El funcionario de Asuntos Internos, Hamish Hansford, destacó los esfuerzos del departamento para agregar a la Australia Blanca y a Hizb-Tahrir a la lista de grupos de odio prohibidos de Australia, en virtud de la Ley de Antisemitismo, Odio y Extremismo de 2026.
Barrett también planteó en la audiencia el papel de las Investigaciones de Seguridad Nacional, una unidad especial que se puso en marcha en octubre de 2025 para hacer frente al aumento de los delitos de odio y las amenazas a funcionarios de alto rango.
Dijo que el equipo había estado “increíblemente ocupado” durante la operación de ocho meses, con 41 personas acusadas de delitos de la Commonwealth, 29 directamente relacionados con amenazas a miembros del parlamento y funcionarios de alto rango.
Sirek dijo que decenas de personas habían sido acusadas de comportamiento antisemita, que se ha disparado en Australia desde la guerra de Gaza.
La unidad especial está presente en Sydney, Melbourne y Canberra. Sirek afirmó que la AFP está trabajando para ampliarla a Australia Occidental y Queensland.
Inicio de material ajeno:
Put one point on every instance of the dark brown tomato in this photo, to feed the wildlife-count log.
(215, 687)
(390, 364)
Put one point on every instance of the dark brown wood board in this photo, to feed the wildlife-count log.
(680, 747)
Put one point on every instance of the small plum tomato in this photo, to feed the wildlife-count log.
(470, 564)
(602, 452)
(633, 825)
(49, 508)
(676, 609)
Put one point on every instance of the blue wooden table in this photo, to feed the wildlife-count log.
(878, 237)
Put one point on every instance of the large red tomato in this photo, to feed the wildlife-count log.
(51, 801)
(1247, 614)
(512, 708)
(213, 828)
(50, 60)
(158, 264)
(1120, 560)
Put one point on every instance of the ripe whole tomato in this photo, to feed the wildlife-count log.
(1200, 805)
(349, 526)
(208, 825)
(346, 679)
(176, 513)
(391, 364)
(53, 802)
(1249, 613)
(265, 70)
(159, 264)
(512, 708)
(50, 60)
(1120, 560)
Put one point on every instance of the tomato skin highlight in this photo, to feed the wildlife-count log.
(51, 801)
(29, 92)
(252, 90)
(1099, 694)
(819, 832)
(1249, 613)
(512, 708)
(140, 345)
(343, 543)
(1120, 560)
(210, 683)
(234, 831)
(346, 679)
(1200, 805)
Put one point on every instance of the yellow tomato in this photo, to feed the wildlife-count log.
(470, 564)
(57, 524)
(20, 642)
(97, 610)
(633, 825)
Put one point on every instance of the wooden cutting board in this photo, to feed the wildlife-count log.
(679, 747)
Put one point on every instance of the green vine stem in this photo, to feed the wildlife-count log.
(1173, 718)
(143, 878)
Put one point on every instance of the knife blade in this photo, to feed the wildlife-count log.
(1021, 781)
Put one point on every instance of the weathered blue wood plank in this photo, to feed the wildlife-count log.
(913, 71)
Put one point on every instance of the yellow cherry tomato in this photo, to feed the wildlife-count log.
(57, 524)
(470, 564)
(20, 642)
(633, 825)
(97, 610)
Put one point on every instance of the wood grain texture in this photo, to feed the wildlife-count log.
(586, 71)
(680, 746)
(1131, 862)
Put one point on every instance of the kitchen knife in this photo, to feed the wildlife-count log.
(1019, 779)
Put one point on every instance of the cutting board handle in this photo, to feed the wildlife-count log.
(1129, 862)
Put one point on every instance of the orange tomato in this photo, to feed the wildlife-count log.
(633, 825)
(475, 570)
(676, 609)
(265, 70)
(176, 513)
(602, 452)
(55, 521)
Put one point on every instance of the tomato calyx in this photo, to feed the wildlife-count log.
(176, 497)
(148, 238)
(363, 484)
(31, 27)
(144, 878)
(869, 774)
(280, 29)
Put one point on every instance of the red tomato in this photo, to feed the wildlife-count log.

Fue una de varias audiencias de Estimaciones del Senado esta semana para detallar lo que está haciendo el gobierno para abordar el creciente problema del antisemitismo, particularmente a raíz del ataque terrorista de Bondi Beach durante las celebraciones de Hanukkah.
La enviada especial australiana para el antisemitismo, Jillian Segal, también compareció ante los senadores y describió los días posteriores al ataque de Hamás del 7 de octubre frente a la Ópera de Sydney como un “momento crítico” para la cuestión.
Segal dijo que la protesta del 9 de octubre fue “claramente un momento en el que se expresó odio hacia la comunidad judía” y que las naciones podrían haber tomado “caminos diferentes” si lo hubieran abordado de manera diferente.
“Si se hubiera detenido y la gente hubiera dicho ‘esto es inaceptable’, y la policía no hubiera arrestado a los manifestantes, en lugar de protegerlos, les habrían dicho que siguieran adelante”, dijo la señora Segal.
“Si hubiera habido un enfoque policial completamente diferente, creo que habría enviado un mensaje muy diferente y probablemente un camino diferente”.
También criticó a las emisoras SBS y ABC por no aceptar la definición de antisemitismo recomendada por la Alianza Internacional para el Recuerdo del Holocausto.
Segal dijo que su enfoque era “claramente inconsistente con lo que he recomendado” para la definición de la IHRA, que ha sido respaldada por los gobiernos federal y estatal y adoptada por la comisión real.
La enviada especial también dijo en las audiencias que esperaba que los servidores públicos “importantes” recibieran una formación específica sobre antisemitismo.